Suggs taught drawing, painting, sculpture and color theory from 1972-1984 at Florida State University at Tallahassee, Franconia College in New Hampshire, University of Southern California, and Otis Art Institute. From 1983-2014, he taught painting and drawing at UCLA. Over the years, he has been co-editor with Paul Vangelisti of several non-profit art and literature publications: Boxcar, Forehead, and Ribot. He published four art and poetry books, collaborating with Paul Vangelisti and Martha Ronk.

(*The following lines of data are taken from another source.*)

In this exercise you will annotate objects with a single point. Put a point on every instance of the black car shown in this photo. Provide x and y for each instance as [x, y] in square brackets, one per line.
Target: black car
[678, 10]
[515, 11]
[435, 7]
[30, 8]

Suggs lived and worked in Los Angeles. He died on July 30, 2019, after being struck by a vehicle while walking.

== Career ==
During his career, Suggs has worked in three to five year periods with a particular style. Suggs' major bodies of work include Passions, Autochthonous Views, Proprietary Views, Portraits, Old Genres, Heuristic Paintings, Tondototems, Paint Ons and Feastpoles. Suggs' work is widely varied, including geometric abstraction, abstract expressionism, conceptualism, photorealism and pop art. Due to this he has been described as "an artist's artist".

=== Awards ===
Suggs was awarded the National Endowment for the Arts grant in both 1973 and 1991.

=== Exhibitions ===
Since 1970, Suggs' works have been included in many solo and group exhibitions across the United States. His work is represented by L.A. Louver gallery in Venice, California.